Cegah Intoleransi: ISKA Dorong Penguatan Pancasila di Indonesia

Ketegangan mewarnai Kampung Tangkil, Cidahu, Sukabumi, Jawa Barat, menyusul protes warga terhadap sebuah rumah singgah yang diduga digunakan sebagai tempat ibadah tanpa izin resmi. Insiden ini menjadi sorotan Presidium Dialog Hubungan Antar Agama dan Kepercayaan PP Ikatan Sarjana Katolik Indonesia (ISKA), yang menekankan pentingnya menjaga toleransi dan persatuan di tengah keberagaman Indonesia.
Restu Hapsari dari Presidium ISKA menyayangkan kejadian tersebut dan menyerukan penguatan edukasi toleransi dan pluralisme di semua lapisan masyarakat. Ia menekankan pentingnya pemahaman keberagaman untuk mencegah tindakan intoleran.
Kejadian di Cidahu dan Seruan untuk Toleransi
Restu Hapsari dari Presidium ISKA mengatakan bahwa Indonesia dibangun di atas keberagaman. Semangat Bhinneka Tunggal Ika harus terus dijaga seluruh elemen bangsa.
Edukasi dan literasi toleransi, menurutnya, perlu diperkuat mulai dari keluarga, sekolah hingga komunitas. Pemahaman yang keliru tentang keberagaman seringkali memicu tindakan intoleransi.
Penguatan kerja sama lintas agama dan keyakinan melalui dialog dan kolaborasi juga sangat penting. Interaksi dan pemahaman antarumat beragama akan meruntuhkan prasangka dan membangun persaudaraan.
Pancasila sebagai Landasan Kehidupan Berbangsa
Restu menambahkan bahwa Pancasila dan UUD 1945 harus tetap menjadi pedoman hidup dan landasan konstitusional. Nilai-nilai luhur Pancasila merupakan fondasi yang tak tergantikan.
Setiap tindakan yang bertentangan dengan nilai-nilai Pancasila, tegas Restu, merupakan ancaman terhadap keutuhan bangsa. Nilai-nilai tersebut harus dipegang teguh oleh seluruh masyarakat.
Ketua Presidium PP ISKA, Luky Yusgiyantoro, berharap agar pemerintah tidak hanya melakukan penindakan, tetapi juga pencegahan dan mediasi. Ia berharap kejadian serupa tidak terulang lagi.
Aksi Protes Warga dan Upaya Mediasi
Puluhan warga menggeruduk rumah singgah di Kampung Tangkil, Desa Tangkil, Kecamatan Cidahu, Kabupaten Sukabumi. Rumah tersebut diduga digunakan sebagai tempat ibadah tanpa izin resmi, memicu keresahan warga.
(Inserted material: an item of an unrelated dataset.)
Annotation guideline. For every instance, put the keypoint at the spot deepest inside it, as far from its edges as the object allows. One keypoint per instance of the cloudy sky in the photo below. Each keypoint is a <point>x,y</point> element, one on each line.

Keresahan warga mencapai puncaknya pekan lalu ketika ratusan penduduk mendatangi rumah tersebut dan menuntut penghentian kegiatan keagamaan di sana. Mereka meminta agar fungsi rumah dikembalikan sebagai tempat tinggal sesuai perizinan.
Ketua RT 04, Hendra, membenarkan adanya protes tersebut. Ia menjelaskan rumah tersebut telah beberapa kali digunakan untuk kegiatan keagamaan, termasuk misa yang dihadiri banyak orang.
Warga telah menegur pemilik rumah, namun kegiatan keagamaan tetap berlanjut. Mereka berharap pemerintah desa dan pihak berwenang segera bertindak.
Kepala Desa Tangkil, Ijang Sehabudin, menyatakan bahwa pemerintah desa telah melakukan mediasi. Rumah tersebut hanya berizin sebagai rumah tinggal, bukan tempat ibadah.
Meskipun telah ditegur, pemilik rumah tetap menggelar kegiatan keagamaan. Masyarakat akhirnya melakukan aksi protes karena merasa tidak dihargai.
Pihak desa bersama unsur Muspika, termasuk Babinsa, Bhabinkamtibmas, Kapolsek Cidahu, dan MUI kecamatan, telah melakukan upaya pencegahan konflik tiga minggu sebelumnya. Namun, kegiatan keagamaan tetap berlangsung.
Kejadian di Cidahu menjadi pengingat pentingnya dialog, pemahaman, dan komitmen bersama untuk menjaga kerukunan antarumat beragama di Indonesia. Pencegahan konflik dan penegakan hukum yang adil sangat diperlukan untuk menciptakan lingkungan yang aman dan damai bagi semua warga.